“lihat
umurmu sekarang sudah berapa. Kamu bukan remaja lagi, bahkan bukan anak kecil
lagi, jadi berpikirlah layaknya orang dewasa seperti umurmu kini. Masa remajamu
sudah berakhir meskipun masa itu tak pernah kamu nikmati. Aku tahu kamu sangat
menyesal tak pernah menikmati masa remajamu di luar duniamu yang hanya kau
habiskan dengan wanita yang kamu cintai, dulu. Tapi semua sudah terlambat untuk
di ulang kembali masa remajamu selepas dengannya. Sejujurnya aku pun muak
melihatmu seperti ini, terpuruk, seolah-olah meratapi nasib yang tak lagi bisa
kau ubah.
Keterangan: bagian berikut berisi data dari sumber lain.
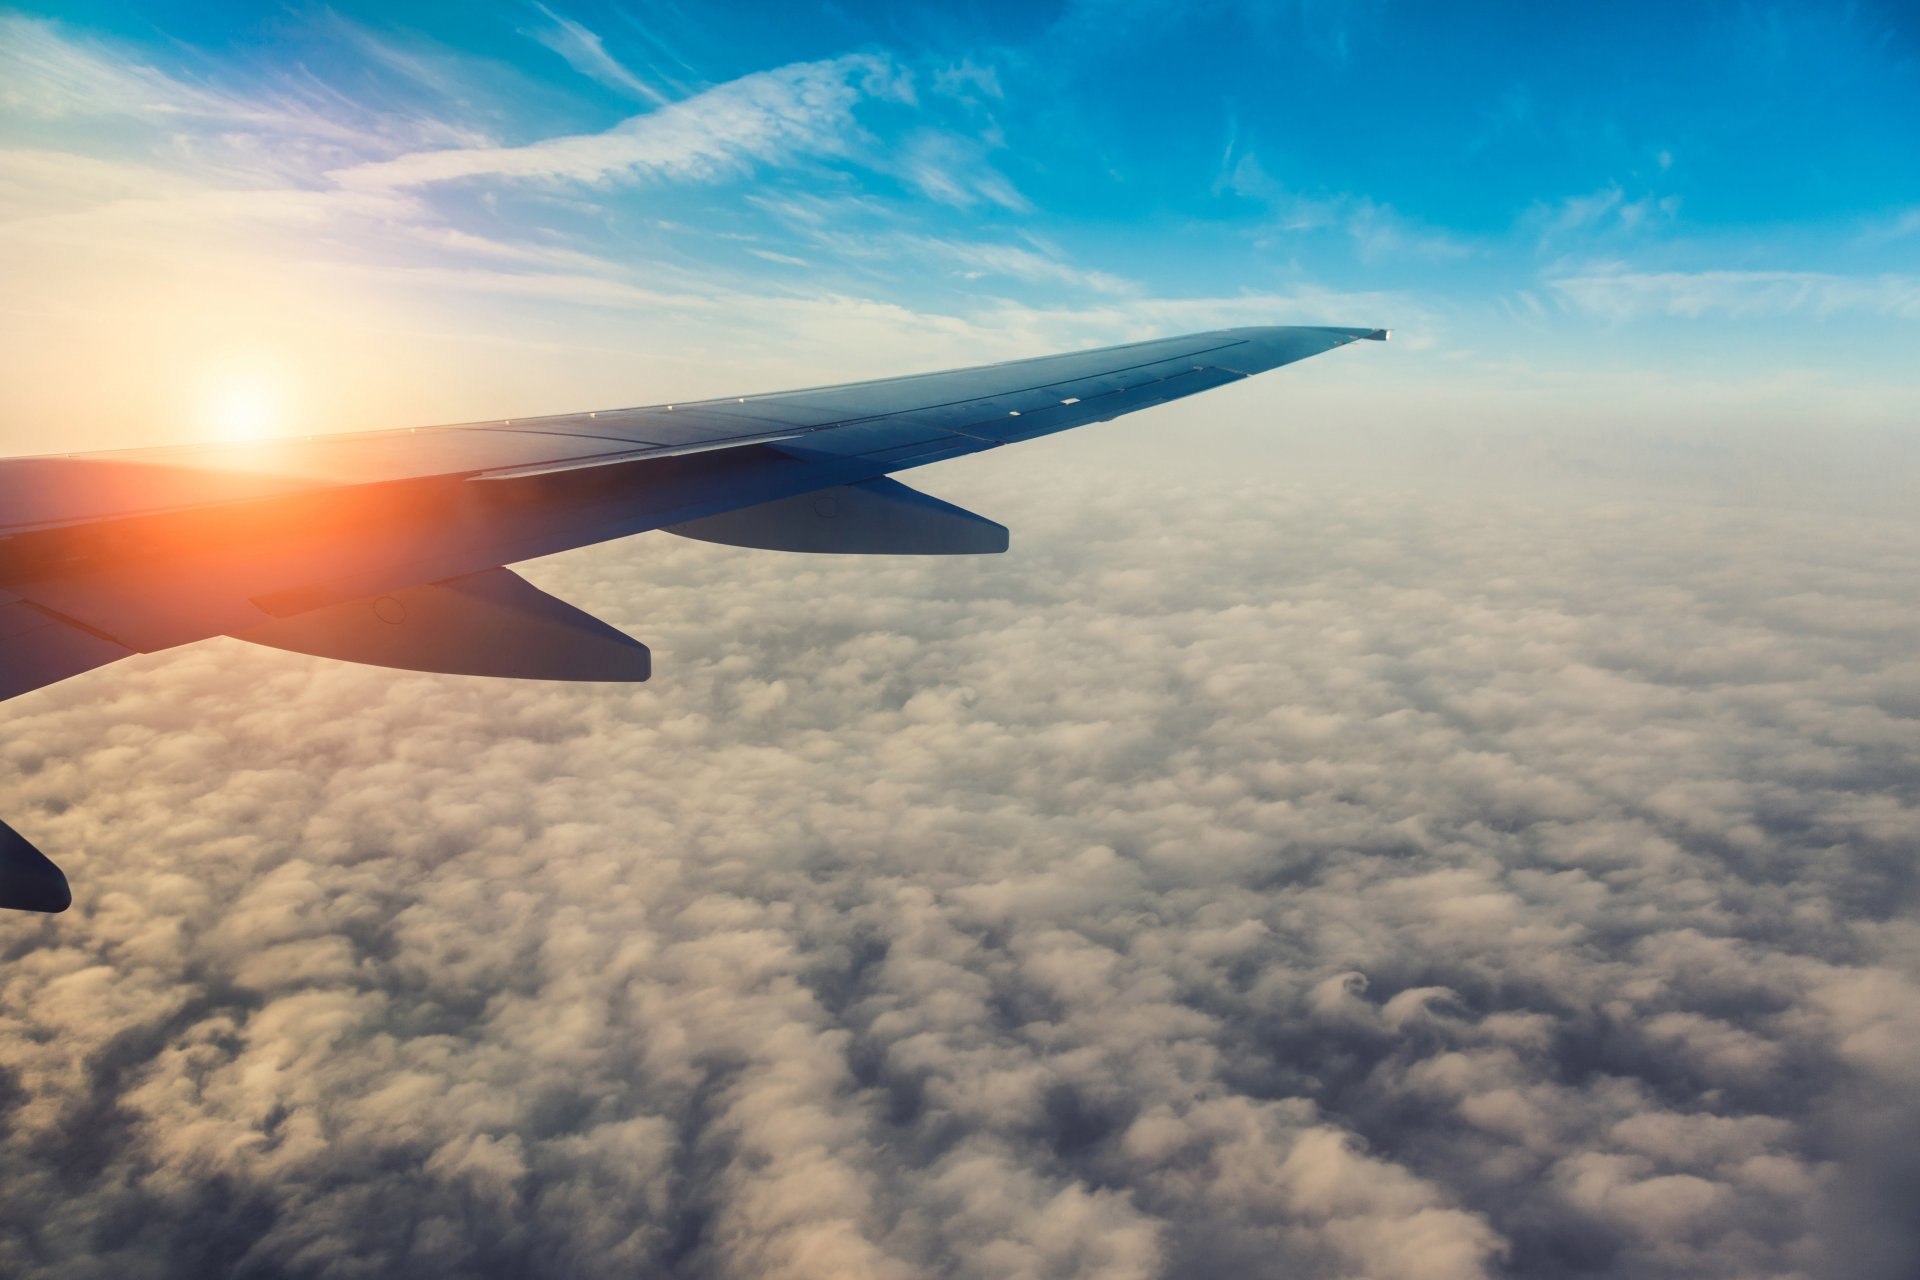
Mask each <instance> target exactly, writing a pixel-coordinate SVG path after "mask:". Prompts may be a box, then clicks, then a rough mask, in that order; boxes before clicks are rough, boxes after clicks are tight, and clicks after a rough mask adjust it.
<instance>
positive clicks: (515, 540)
mask: <svg viewBox="0 0 1920 1280" xmlns="http://www.w3.org/2000/svg"><path fill="white" fill-rule="evenodd" d="M1384 336H1386V334H1384V330H1367V328H1321V326H1267V328H1235V330H1215V332H1206V334H1188V336H1183V338H1160V340H1152V342H1137V344H1127V345H1119V347H1102V349H1096V351H1071V353H1064V355H1048V357H1037V359H1023V361H1008V363H1002V365H985V367H975V368H956V370H948V372H937V374H914V376H904V378H881V380H876V382H852V384H837V386H824V388H810V390H801V391H776V393H766V395H739V397H732V399H707V401H691V403H668V405H649V407H639V409H614V411H595V413H574V415H553V416H543V418H518V420H501V422H470V424H463V426H436V428H419V430H411V432H363V434H349V436H317V438H309V439H278V441H259V443H248V445H186V447H173V449H136V451H121V453H94V455H71V457H35V459H12V461H0V699H4V697H13V695H17V693H25V691H29V689H36V687H42V685H46V683H52V681H58V679H63V677H67V676H73V674H79V672H84V670H90V668H94V666H102V664H106V662H113V660H117V658H123V656H131V654H134V652H152V651H157V649H167V647H173V645H184V643H192V641H198V639H207V637H213V635H238V637H242V639H250V641H255V643H267V645H280V647H286V649H298V651H301V652H319V654H328V656H340V658H348V660H357V662H376V664H390V666H411V668H424V670H445V672H492V674H507V676H515V674H526V676H532V674H536V672H538V674H543V676H545V677H566V672H568V670H578V672H580V676H578V677H582V679H636V677H643V676H634V672H636V670H639V668H637V666H636V664H637V662H639V660H637V658H636V656H634V654H632V652H628V654H624V656H622V654H614V652H612V651H611V649H601V647H597V645H601V643H607V635H603V633H599V631H593V628H597V626H601V624H597V622H593V620H591V618H586V614H580V612H578V610H572V608H570V606H566V604H561V603H559V601H553V599H551V597H545V595H541V593H538V591H536V589H534V587H530V585H526V583H524V581H520V580H518V578H513V576H511V574H503V566H505V564H513V562H516V560H526V558H534V557H541V555H551V553H557V551H566V549H570V547H580V545H588V543H595V541H607V539H612V537H624V535H630V533H639V532H645V530H659V528H666V530H670V532H676V533H684V535H687V537H705V539H710V541H724V543H735V545H745V547H770V549H783V551H816V553H866V555H872V553H897V555H952V553H991V551H1000V549H1004V547H1006V530H1004V528H1000V526H998V524H995V522H991V520H985V518H981V516H975V514H972V512H964V510H960V509H956V507H950V505H947V503H941V501H939V499H933V497H929V495H924V493H918V491H914V489H908V487H906V486H900V484H897V482H891V480H885V476H887V474H889V472H895V470H904V468H910V466H920V464H925V462H933V461H939V459H950V457H960V455H968V453H981V451H985V449H996V447H1002V445H1008V443H1018V441H1021V439H1033V438H1037V436H1048V434H1054V432H1062V430H1069V428H1075V426H1085V424H1089V422H1100V420H1106V418H1116V416H1121V415H1125V413H1135V411H1139V409H1146V407H1152V405H1160V403H1165V401H1171V399H1179V397H1185V395H1194V393H1198V391H1206V390H1212V388H1215V386H1225V384H1227V382H1236V380H1240V378H1246V376H1250V374H1256V372H1261V370H1267V368H1275V367H1279V365H1288V363H1292V361H1300V359H1306V357H1309V355H1317V353H1321V351H1327V349H1332V347H1338V345H1344V344H1348V342H1356V340H1361V338H1384ZM808 495H810V497H808ZM511 583H518V585H516V587H513V585H511ZM482 585H484V587H486V591H482V589H480V587H482ZM488 591H492V595H488ZM399 593H415V595H409V597H405V599H407V601H409V603H411V604H413V606H415V608H413V610H411V612H409V616H413V614H420V616H426V618H440V620H444V622H440V624H428V626H417V624H407V626H401V628H397V629H394V628H388V629H361V624H363V622H365V618H367V616H372V614H369V608H371V603H372V601H378V599H390V601H397V599H401V595H399ZM507 595H513V601H511V603H509V601H507ZM536 597H538V599H536ZM349 606H351V608H349ZM326 610H332V612H326ZM561 610H564V612H561ZM588 624H591V626H588ZM476 628H478V629H480V631H482V633H486V635H493V637H497V639H499V645H507V641H509V639H511V641H513V645H516V649H515V656H511V658H507V656H495V658H490V660H480V658H476V656H474V654H472V652H468V651H467V649H463V645H470V641H472V637H470V635H463V633H472V631H474V629H476ZM401 633H405V643H401ZM434 633H445V639H444V641H442V645H440V647H436V645H434V643H430V639H428V637H430V635H434ZM534 637H540V641H538V643H536V639H534ZM543 645H545V647H551V649H553V652H555V654H557V656H555V658H553V660H551V662H545V664H541V662H538V660H536V651H540V649H541V647H543ZM589 651H591V652H593V656H591V658H588V656H584V654H588V652H589ZM639 652H641V654H643V652H645V649H639ZM607 672H620V674H616V676H609V674H607Z"/></svg>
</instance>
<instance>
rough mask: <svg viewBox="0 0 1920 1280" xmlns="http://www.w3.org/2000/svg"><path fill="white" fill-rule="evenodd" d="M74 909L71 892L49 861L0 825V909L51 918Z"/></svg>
mask: <svg viewBox="0 0 1920 1280" xmlns="http://www.w3.org/2000/svg"><path fill="white" fill-rule="evenodd" d="M69 906H73V890H71V889H67V877H65V873H63V871H61V869H60V867H56V865H54V862H52V858H48V856H46V854H42V852H40V850H36V848H35V846H33V844H29V842H27V837H23V835H21V833H17V831H13V827H10V825H6V823H4V821H0V908H8V910H13V912H46V913H48V915H54V913H58V912H65V910H67V908H69Z"/></svg>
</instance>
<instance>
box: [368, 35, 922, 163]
mask: <svg viewBox="0 0 1920 1280" xmlns="http://www.w3.org/2000/svg"><path fill="white" fill-rule="evenodd" d="M895 84H897V81H895V69H893V65H891V63H889V61H887V59H885V58H879V56H872V54H849V56H845V58H833V59H828V61H810V63H793V65H787V67H780V69H776V71H760V73H755V75H747V77H741V79H737V81H730V83H726V84H720V86H714V88H708V90H707V92H701V94H695V96H693V98H687V100H684V102H672V104H668V106H662V107H659V109H657V111H649V113H647V115H636V117H632V119H628V121H624V123H620V125H618V127H614V129H609V130H605V132H597V134H574V136H563V138H543V140H540V142H530V144H526V146H486V148H447V150H434V152H415V154H411V155H399V157H394V159H388V161H376V163H369V165H355V167H349V169H340V171H336V173H334V175H332V177H334V178H336V180H338V182H342V184H344V186H426V184H432V182H455V180H461V178H505V180H522V182H526V180H532V182H588V184H605V182H622V180H624V182H634V180H643V178H649V177H651V178H676V180H701V178H710V177H720V175H733V173H741V171H745V169H747V167H751V165H753V163H760V161H778V159H787V157H793V155H837V154H843V152H845V150H847V144H849V136H851V134H852V132H854V130H856V123H854V117H852V109H854V106H856V104H858V102H860V100H862V98H868V96H891V94H895V92H897V88H895Z"/></svg>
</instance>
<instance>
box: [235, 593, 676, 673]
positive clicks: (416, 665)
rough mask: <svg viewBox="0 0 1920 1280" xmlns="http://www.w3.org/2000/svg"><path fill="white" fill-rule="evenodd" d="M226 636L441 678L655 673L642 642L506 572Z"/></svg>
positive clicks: (245, 630)
mask: <svg viewBox="0 0 1920 1280" xmlns="http://www.w3.org/2000/svg"><path fill="white" fill-rule="evenodd" d="M232 635H234V639H244V641H248V643H253V645H267V647H269V649H288V651H292V652H305V654H313V656H317V658H340V660H344V662H365V664H369V666H392V668H401V670H409V672H442V674H447V676H507V677H513V679H584V681H641V679H647V676H651V674H653V654H651V652H649V651H647V647H645V645H641V643H639V641H636V639H634V637H630V635H626V633H624V631H616V629H614V628H611V626H607V624H605V622H601V620H599V618H595V616H591V614H588V612H582V610H578V608H574V606H572V604H568V603H564V601H559V599H555V597H551V595H547V593H545V591H541V589H540V587H536V585H534V583H530V581H526V580H524V578H520V576H518V574H515V572H513V570H505V568H490V570H484V572H478V574H467V576H463V578H453V580H447V581H432V583H426V585H420V587H405V589H401V591H392V593H386V595H374V597H367V599H359V601H346V603H342V604H326V606H323V608H309V610H307V612H300V614H290V616H286V618H275V620H273V622H265V624H261V626H255V628H246V629H242V631H232Z"/></svg>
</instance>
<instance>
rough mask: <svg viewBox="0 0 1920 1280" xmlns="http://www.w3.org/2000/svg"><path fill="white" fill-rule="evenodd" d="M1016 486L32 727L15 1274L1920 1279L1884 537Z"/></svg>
mask: <svg viewBox="0 0 1920 1280" xmlns="http://www.w3.org/2000/svg"><path fill="white" fill-rule="evenodd" d="M1079 443H1087V441H1085V439H1083V441H1079ZM1041 470H1043V468H1033V470H1031V472H1023V470H1020V468H1012V466H1006V464H977V466H973V468H952V470H948V472H943V474H941V476H931V478H927V484H929V487H931V489H933V491H937V493H941V495H943V497H950V499H954V501H962V503H972V505H975V507H979V509H983V510H987V512H989V514H995V516H996V518H1002V520H1006V522H1008V524H1012V526H1014V530H1016V549H1014V553H1012V555H1010V557H1006V558H996V560H981V562H914V560H837V558H783V557H778V555H772V553H743V551H730V549H718V547H708V545H701V543H684V541H676V539H670V537H666V535H653V537H647V539H641V541H636V543H624V545H614V547H605V549H597V551H589V553H578V555H574V557H564V558H559V560H553V562H549V564H545V566H536V570H534V576H536V578H538V580H540V581H541V583H543V585H549V587H553V589H557V591H561V593H563V595H566V597H568V599H574V601H576V603H580V604H584V606H588V608H593V610H597V612H601V614H603V616H607V618H611V620H614V622H618V624H622V626H626V628H630V629H632V631H634V633H636V635H641V637H645V639H647V641H649V643H651V645H653V647H655V656H657V677H655V683H653V685H647V687H643V689H637V691H603V689H570V687H543V685H495V683H482V681H461V679H440V677H422V676H407V674H397V672H376V670H365V668H351V666H332V664H323V662H315V660H301V658H294V656H288V654H275V652H267V651H250V649H244V647H240V645H209V647H200V649H192V651H184V652H179V654H167V656H157V658H150V660H142V662H138V664H125V666H121V668H115V670H113V672H108V674H100V676H96V677H92V679H83V681H71V683H67V685H61V687H58V689H54V691H46V693H42V695H36V697H35V699H27V700H19V702H15V704H10V708H8V712H10V731H8V737H6V745H4V747H0V750H4V754H6V768H8V773H6V777H8V785H6V787H4V796H6V804H8V816H10V819H12V821H15V825H19V827H21V829H23V831H27V833H31V835H33V837H36V839H38V841H40V842H42V844H46V846H48V848H52V850H60V852H63V854H65V856H63V862H65V865H67V869H69V873H71V877H73V881H75V889H77V898H79V906H77V908H75V912H73V913H69V915H65V917H61V919H54V921H44V923H38V921H17V919H15V921H8V923H6V935H4V938H6V958H4V969H0V975H4V977H0V984H4V986H0V992H4V994H0V1017H4V1021H0V1107H4V1111H0V1117H4V1125H6V1136H4V1146H0V1184H4V1186H8V1207H6V1209H4V1221H0V1270H6V1272H8V1274H21V1276H81V1274H142V1276H171V1274H182V1276H184V1274H194V1276H200V1274H217V1272H225V1270H230V1268H242V1270H257V1272H271V1274H315V1276H346V1274H369V1272H372V1274H396V1272H405V1274H434V1276H453V1274H468V1276H505V1274H515V1276H526V1274H607V1272H612V1270H628V1272H634V1270H637V1272H660V1270H664V1272H672V1274H689V1276H768V1274H772V1276H818V1274H847V1276H914V1274H952V1276H1158V1274H1275V1276H1283V1274H1284V1276H1421V1278H1434V1280H1440V1278H1455V1276H1459V1278H1467V1276H1482V1274H1526V1276H1837V1274H1849V1276H1887V1278H1891V1276H1903V1274H1910V1272H1912V1267H1914V1263H1916V1261H1920V1251H1916V1249H1920V1240H1916V1236H1914V1234H1912V1230H1910V1226H1908V1224H1907V1221H1905V1213H1903V1209H1905V1207H1907V1205H1910V1196H1912V1190H1914V1186H1916V1180H1920V1167H1916V1163H1914V1157H1912V1150H1914V1138H1920V1075H1916V1069H1914V1061H1916V1057H1914V1054H1912V1046H1914V1044H1916V1042H1920V929H1916V927H1914V923H1912V908H1914V894H1916V877H1914V858H1912V854H1914V846H1912V831H1914V829H1916V823H1914V812H1912V808H1914V796H1916V787H1914V781H1916V764H1920V729H1916V718H1920V664H1916V662H1914V660H1912V658H1910V654H1908V652H1907V649H1908V645H1907V639H1908V637H1910V635H1912V631H1914V626H1916V622H1920V599H1916V595H1914V589H1912V581H1916V576H1914V572H1912V570H1914V562H1912V560H1914V553H1912V545H1914V543H1912V537H1910V533H1912V530H1910V528H1908V526H1897V524H1893V522H1887V520H1880V522H1868V520H1847V518H1836V516H1814V514H1782V512H1759V510H1747V509H1686V507H1678V505H1611V507H1605V505H1582V507H1567V509H1540V507H1523V505H1513V503H1505V505H1503V503H1490V501H1486V499H1480V501H1475V503H1471V505H1469V503H1457V505H1455V503H1446V501H1440V499H1430V497H1428V499H1421V497H1411V495H1392V493H1384V491H1371V489H1356V491H1308V489H1275V487H1269V486H1256V484H1246V486H1240V487H1233V486H1227V487H1190V489H1179V487H1171V489H1169V486H1164V484H1162V486H1156V484H1154V482H1150V480H1146V478H1142V476H1139V474H1133V476H1127V474H1089V476H1085V478H1081V480H1079V482H1073V484H1069V486H1066V487H1060V486H1058V484H1054V480H1052V478H1048V480H1046V482H1043V480H1021V478H1020V476H1021V474H1035V476H1039V474H1041Z"/></svg>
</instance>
Kamu memang pecundang jika hanya berpikir seperti itu, kamu memang
pengecut jika hanya berdiam diri saja, seolah-olah paling terpuruk dalam
merasakan luka. Tunjukkan kamu bukan pecundang, tunjukkan kamu bukan pengecut,
tunjukkan sikap kedewasaanmu dan tunjukkan pada dunia bahwa kamu bisa melawan
semua itu. karena aku tahu sebenarnya kamu bukan seorang pengecut, apalagi
pecundang”
Untuk
kesekian kalinya aku maki-maki wajah yang ada di depanku. Entah kenapa dan
sejak kapan aku mulai muak dan benci melihat wajah itu. tapi seberapapun aku
memakinya, bahkan tak jarang aku sampai melayangkan tinjuku tepat di wajah itu
seperti seminggu yang lalu, wajah itu tetap diam.
“sebenarnya
apa maumu? Apa kamu akan diam saja meratapi dan meratapi nasib? Jawab?” tanyaku
yang sebenarnya aku sudah hafal betul dengan reaksi diamnya ketika aku tanya,
bahkan sudah seribu kali pertanyaan yang sama aku layangkan. Aku lelah.
Aku
balikkan badan dan berjalan lunglai, mengantarkan lelahku menuju peraduan. Tak
sampai 3 langkah aku terhenti oleh suara yang mengejutkanku dan dengan jelas
terdengar di telingaku. Pandanganku mengarah ke kanan dan ke kiri mencari asal
suara yang ku dengar tadi hingga aku temukan seraut wajah di tempat yang sama
seperti aku memaki wajah tadi, namun wajah yang aku lihat kini jauh berbeda
dengan yang tadi. dengan wajah berapi-api dia mulai bersuara kembali.
“LIHAT
SAJA DIRIMU!!! Apa yang kamu lakukan selama ini? kamu hanya bisa memaki dan
memaki sesuka hatimu tanpa bisa melihat dirimu sendiri. LIHAT DIRIMU!!!!. Entah
sudah berapa lama kau tak pernah keluar kamar hingga lemak kini telah
menyelimuti seluruh tubuh. Coba ingat kapan terakhir kali kamu keluar kamar?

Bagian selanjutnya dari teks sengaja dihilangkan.